- Bairag Union Location in Bangladesh
- Coordinates: 22°14′N 91°51′E﻿ / ﻿22.233°N 91.850°E
- Country: Bangladesh
- Division: Chittagong Division
- District: Chittagong District
- Upazilas: Anwara Upazila

Government
- • Chairman: Vacant

Area
- • Total: 16.24 km^{2} (6.27 sq mi)

Population (2011)
- • Total: 30,545
- Time zone: UTC+6 (BST)
- Postal code: 4376
- Website: boiragup.chittagong.gov.bd

= Bairag Union =

Union of Anwara Upazila, Chittagong District, Bangladesh

Bairag Union (বৈরাগ ইউনিয়ন) is a union, the smallest administrative body of Bangladesh, located in Anwara Upazila, Chittagong District, Bangladesh.
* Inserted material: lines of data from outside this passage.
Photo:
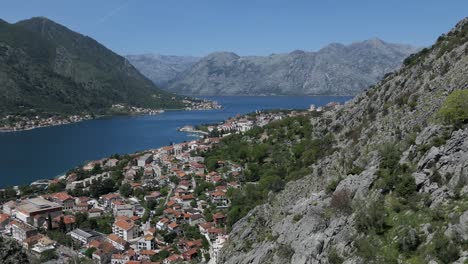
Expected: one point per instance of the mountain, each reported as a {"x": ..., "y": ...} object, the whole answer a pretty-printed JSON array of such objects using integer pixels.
[
  {"x": 161, "y": 68},
  {"x": 334, "y": 70},
  {"x": 391, "y": 185},
  {"x": 48, "y": 68}
]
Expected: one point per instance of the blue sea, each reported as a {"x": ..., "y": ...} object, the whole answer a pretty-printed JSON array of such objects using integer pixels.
[{"x": 42, "y": 153}]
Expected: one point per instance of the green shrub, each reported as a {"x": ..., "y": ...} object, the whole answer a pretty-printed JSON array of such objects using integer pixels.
[
  {"x": 297, "y": 218},
  {"x": 371, "y": 217},
  {"x": 331, "y": 187},
  {"x": 454, "y": 110},
  {"x": 334, "y": 257},
  {"x": 405, "y": 186},
  {"x": 444, "y": 249},
  {"x": 409, "y": 240}
]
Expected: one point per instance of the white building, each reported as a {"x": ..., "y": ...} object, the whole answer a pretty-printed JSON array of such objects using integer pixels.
[{"x": 124, "y": 228}]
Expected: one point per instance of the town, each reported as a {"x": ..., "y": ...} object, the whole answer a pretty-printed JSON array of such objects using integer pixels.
[
  {"x": 163, "y": 205},
  {"x": 11, "y": 123}
]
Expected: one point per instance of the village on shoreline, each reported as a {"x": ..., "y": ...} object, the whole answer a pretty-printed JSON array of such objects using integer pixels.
[
  {"x": 163, "y": 205},
  {"x": 14, "y": 123}
]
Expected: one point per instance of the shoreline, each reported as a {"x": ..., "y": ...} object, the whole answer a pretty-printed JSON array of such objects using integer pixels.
[{"x": 13, "y": 130}]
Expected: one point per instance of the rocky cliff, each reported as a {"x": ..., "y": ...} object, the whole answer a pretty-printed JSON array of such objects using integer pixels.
[
  {"x": 395, "y": 189},
  {"x": 334, "y": 70}
]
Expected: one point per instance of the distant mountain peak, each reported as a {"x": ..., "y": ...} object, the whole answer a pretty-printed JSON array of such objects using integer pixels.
[
  {"x": 222, "y": 54},
  {"x": 336, "y": 69}
]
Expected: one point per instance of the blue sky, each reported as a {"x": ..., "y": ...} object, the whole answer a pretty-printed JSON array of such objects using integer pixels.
[{"x": 247, "y": 27}]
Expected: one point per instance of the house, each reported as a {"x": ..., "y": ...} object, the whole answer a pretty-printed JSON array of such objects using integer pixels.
[
  {"x": 95, "y": 212},
  {"x": 84, "y": 235},
  {"x": 173, "y": 227},
  {"x": 172, "y": 259},
  {"x": 193, "y": 244},
  {"x": 35, "y": 211},
  {"x": 4, "y": 221},
  {"x": 111, "y": 163},
  {"x": 197, "y": 167},
  {"x": 213, "y": 233},
  {"x": 145, "y": 159},
  {"x": 162, "y": 224},
  {"x": 108, "y": 199},
  {"x": 219, "y": 218},
  {"x": 118, "y": 242},
  {"x": 190, "y": 254},
  {"x": 104, "y": 252},
  {"x": 22, "y": 231},
  {"x": 204, "y": 227},
  {"x": 196, "y": 219},
  {"x": 130, "y": 175},
  {"x": 146, "y": 243},
  {"x": 9, "y": 207},
  {"x": 119, "y": 259},
  {"x": 81, "y": 207},
  {"x": 219, "y": 197},
  {"x": 124, "y": 228},
  {"x": 234, "y": 185},
  {"x": 121, "y": 209},
  {"x": 153, "y": 196},
  {"x": 69, "y": 222},
  {"x": 65, "y": 200}
]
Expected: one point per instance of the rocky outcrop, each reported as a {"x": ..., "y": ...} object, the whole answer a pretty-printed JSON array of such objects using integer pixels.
[
  {"x": 299, "y": 225},
  {"x": 334, "y": 70}
]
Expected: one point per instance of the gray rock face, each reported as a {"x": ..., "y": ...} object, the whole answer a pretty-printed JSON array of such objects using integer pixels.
[
  {"x": 399, "y": 110},
  {"x": 334, "y": 70},
  {"x": 161, "y": 68}
]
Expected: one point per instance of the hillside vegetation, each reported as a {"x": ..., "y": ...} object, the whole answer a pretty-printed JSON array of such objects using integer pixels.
[{"x": 391, "y": 186}]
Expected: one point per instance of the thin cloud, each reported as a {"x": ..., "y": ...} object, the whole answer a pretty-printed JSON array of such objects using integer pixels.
[{"x": 114, "y": 11}]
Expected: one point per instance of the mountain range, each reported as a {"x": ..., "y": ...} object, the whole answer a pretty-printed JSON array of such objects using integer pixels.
[
  {"x": 336, "y": 69},
  {"x": 162, "y": 68},
  {"x": 48, "y": 68},
  {"x": 393, "y": 188}
]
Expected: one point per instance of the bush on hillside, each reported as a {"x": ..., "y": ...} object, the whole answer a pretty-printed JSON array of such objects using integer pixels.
[{"x": 454, "y": 111}]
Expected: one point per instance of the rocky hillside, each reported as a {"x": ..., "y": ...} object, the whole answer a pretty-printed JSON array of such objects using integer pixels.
[
  {"x": 394, "y": 190},
  {"x": 334, "y": 70},
  {"x": 46, "y": 67},
  {"x": 161, "y": 68}
]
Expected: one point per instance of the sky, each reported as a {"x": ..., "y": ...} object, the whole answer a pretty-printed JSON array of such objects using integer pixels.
[{"x": 246, "y": 27}]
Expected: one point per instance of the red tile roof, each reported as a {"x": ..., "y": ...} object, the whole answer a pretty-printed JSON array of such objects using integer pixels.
[{"x": 125, "y": 225}]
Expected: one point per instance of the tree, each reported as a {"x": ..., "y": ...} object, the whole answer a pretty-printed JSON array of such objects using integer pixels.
[
  {"x": 48, "y": 255},
  {"x": 125, "y": 190},
  {"x": 12, "y": 252},
  {"x": 89, "y": 252},
  {"x": 454, "y": 110}
]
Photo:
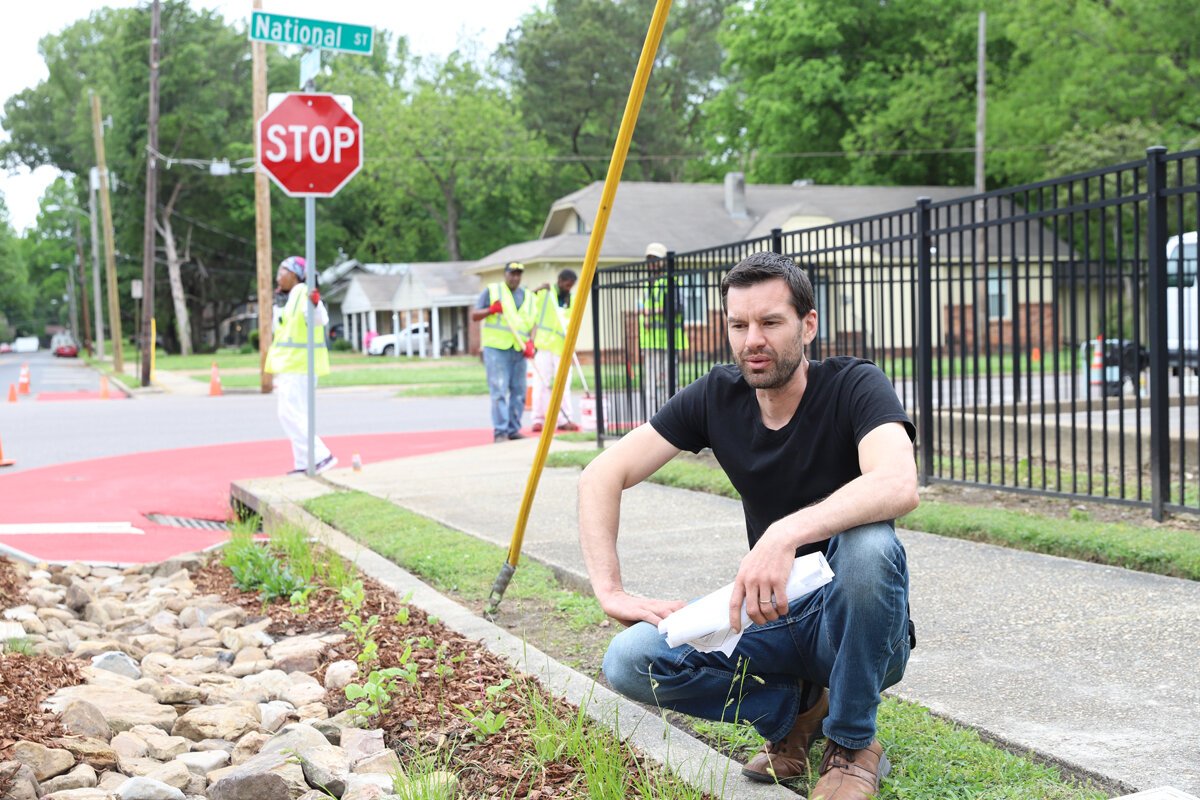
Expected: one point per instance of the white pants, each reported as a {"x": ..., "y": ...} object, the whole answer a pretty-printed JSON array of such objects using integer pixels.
[
  {"x": 546, "y": 364},
  {"x": 292, "y": 395}
]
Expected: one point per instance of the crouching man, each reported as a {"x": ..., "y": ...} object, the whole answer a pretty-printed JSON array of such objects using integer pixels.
[{"x": 821, "y": 453}]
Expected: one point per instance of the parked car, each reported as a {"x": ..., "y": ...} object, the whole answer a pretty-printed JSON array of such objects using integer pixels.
[
  {"x": 385, "y": 343},
  {"x": 64, "y": 346}
]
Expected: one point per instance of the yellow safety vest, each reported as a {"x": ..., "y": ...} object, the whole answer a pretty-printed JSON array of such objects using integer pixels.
[
  {"x": 551, "y": 332},
  {"x": 289, "y": 346},
  {"x": 652, "y": 332},
  {"x": 496, "y": 331}
]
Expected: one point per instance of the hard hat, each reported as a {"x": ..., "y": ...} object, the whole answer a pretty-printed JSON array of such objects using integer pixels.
[{"x": 294, "y": 264}]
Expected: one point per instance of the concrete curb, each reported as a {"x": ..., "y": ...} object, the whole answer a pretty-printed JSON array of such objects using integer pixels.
[{"x": 690, "y": 759}]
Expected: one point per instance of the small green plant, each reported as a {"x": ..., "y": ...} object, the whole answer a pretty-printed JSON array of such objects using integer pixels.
[
  {"x": 19, "y": 644},
  {"x": 376, "y": 692}
]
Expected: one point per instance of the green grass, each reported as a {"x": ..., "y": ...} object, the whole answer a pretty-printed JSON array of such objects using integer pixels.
[
  {"x": 445, "y": 558},
  {"x": 933, "y": 758},
  {"x": 1158, "y": 549}
]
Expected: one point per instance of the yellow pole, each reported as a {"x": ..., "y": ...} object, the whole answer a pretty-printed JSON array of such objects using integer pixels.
[
  {"x": 616, "y": 166},
  {"x": 154, "y": 344}
]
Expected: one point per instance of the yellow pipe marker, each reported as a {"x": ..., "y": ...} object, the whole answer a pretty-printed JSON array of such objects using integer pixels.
[{"x": 616, "y": 166}]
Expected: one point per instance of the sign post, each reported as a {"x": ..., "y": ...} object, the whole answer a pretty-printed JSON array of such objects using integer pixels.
[{"x": 311, "y": 145}]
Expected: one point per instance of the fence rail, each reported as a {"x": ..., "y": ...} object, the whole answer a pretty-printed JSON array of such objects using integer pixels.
[{"x": 1044, "y": 337}]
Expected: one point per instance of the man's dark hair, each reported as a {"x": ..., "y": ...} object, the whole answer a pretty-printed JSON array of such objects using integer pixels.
[{"x": 757, "y": 268}]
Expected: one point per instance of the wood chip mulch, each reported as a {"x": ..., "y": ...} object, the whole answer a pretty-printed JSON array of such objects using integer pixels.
[{"x": 426, "y": 717}]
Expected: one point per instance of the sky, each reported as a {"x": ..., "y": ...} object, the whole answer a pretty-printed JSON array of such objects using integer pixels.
[{"x": 431, "y": 28}]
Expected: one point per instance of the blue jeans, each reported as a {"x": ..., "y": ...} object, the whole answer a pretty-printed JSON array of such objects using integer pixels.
[
  {"x": 505, "y": 384},
  {"x": 851, "y": 636}
]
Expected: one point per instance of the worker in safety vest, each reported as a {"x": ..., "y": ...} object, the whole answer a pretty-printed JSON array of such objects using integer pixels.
[
  {"x": 505, "y": 310},
  {"x": 552, "y": 307},
  {"x": 652, "y": 331},
  {"x": 288, "y": 360}
]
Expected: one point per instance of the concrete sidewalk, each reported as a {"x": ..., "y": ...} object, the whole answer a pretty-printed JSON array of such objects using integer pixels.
[{"x": 1091, "y": 667}]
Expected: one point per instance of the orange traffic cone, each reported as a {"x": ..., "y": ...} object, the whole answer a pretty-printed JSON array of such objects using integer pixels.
[{"x": 215, "y": 383}]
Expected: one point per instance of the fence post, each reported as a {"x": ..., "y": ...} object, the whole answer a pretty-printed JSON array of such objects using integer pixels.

The total population is 30,545.

== Area ==
The area of Bairag Union is 4,013 acres (16.24 square kilometers).

== Demographics ==
According to the 2011 Bangladeshi census, Bairag Union had a population of 30,545, of which 15,759 were males and 14,786 were females. The total number of households was 5,662.

== Geography ==
Bairag Union is located in the north-western part of Anwara Upazila, approximately 7 kilometers from the upazila headquarters. It is bounded on the south by Barasat Union and Battali Union, on the east by Chatari Union, on the north by Bara Uthan Union of Karnaphuli Upazila, and on the west by the Karnaphuli River and Ward No. 41 (South Patenga) of Chattogram City Corporation.

== Administration ==
Bairag Union is the 1st Union Parishad under Anwara Upazila. The administrative activities of this union fall under the jurisdiction of Anwara Thana. It is part of Chittagong-13 (Constituency 290) of the National Parliament of Bangladesh. The villages of Bairag Union are:

Villages
| No | Village |
|---|---|
| 1 | Bairag |
| 2 | Guapanchak |
| 3 | Badalpura |
| 4 | Majher Char |
| 5 | Rangadia |
| 6 | Bandar |

== Education ==
According to the 2011 Bangladeshi census, Bairag Union had a literacy rate of 62.7%.

==Rivers and canals==
The north-western part of Bairag Union is traversed by the Karnaphuli River.

== Markets ==
The main markets of Bairag Union are Chatori Choumuhni Bazar, Mahal Khan Bazar and Deyang Bazar.